Details
-
Bug
-
Status: Closed
-
Blocker
-
Resolution: Fixed
-
0.21.0
-
None
-
None
-
Reviewed
Description
When running MultipleInputs against the new API, we get failures with this ClassCastException:
java.lang.ClassCastException: org.apache.hadoop.mapreduce.lib.input.TaggedInputSplit cannot be cast to org.apache.hadoop.mapreduce.lib.input.FileSplit
at org.apache.hadoop.mapreduce.lib.input.LineRecordReader.initialize(LineRecordReader.java:70)
at org.apache.hadoop.mapreduce.lib.input.KeyValueLineRecordReader.initialize(KeyValueLineRecordReader.java:59)
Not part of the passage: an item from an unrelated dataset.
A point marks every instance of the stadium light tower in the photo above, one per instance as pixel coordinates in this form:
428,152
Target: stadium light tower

at org.apache.hadoop.mapred.MapTask$NewTrackingRecordReader.initialize(MapTask.java:439)
at org.apache.hadoop.mapred.MapTask.runNewMapper(MapTask.java:599)
at org.apache.hadoop.mapred.MapTask.run(MapTask.java:323)
at org.apache.hadoop.mapred.LocalJobRunner$Job.run(LocalJobRunner.java:257)
The unit test for MultipleInputs doesn't actually run a job so this snuck through while still passing the unit test. Attached patch fixes the unit test to expose the failure and does a little casting kung-fu in LineRecordReader to avoid the error.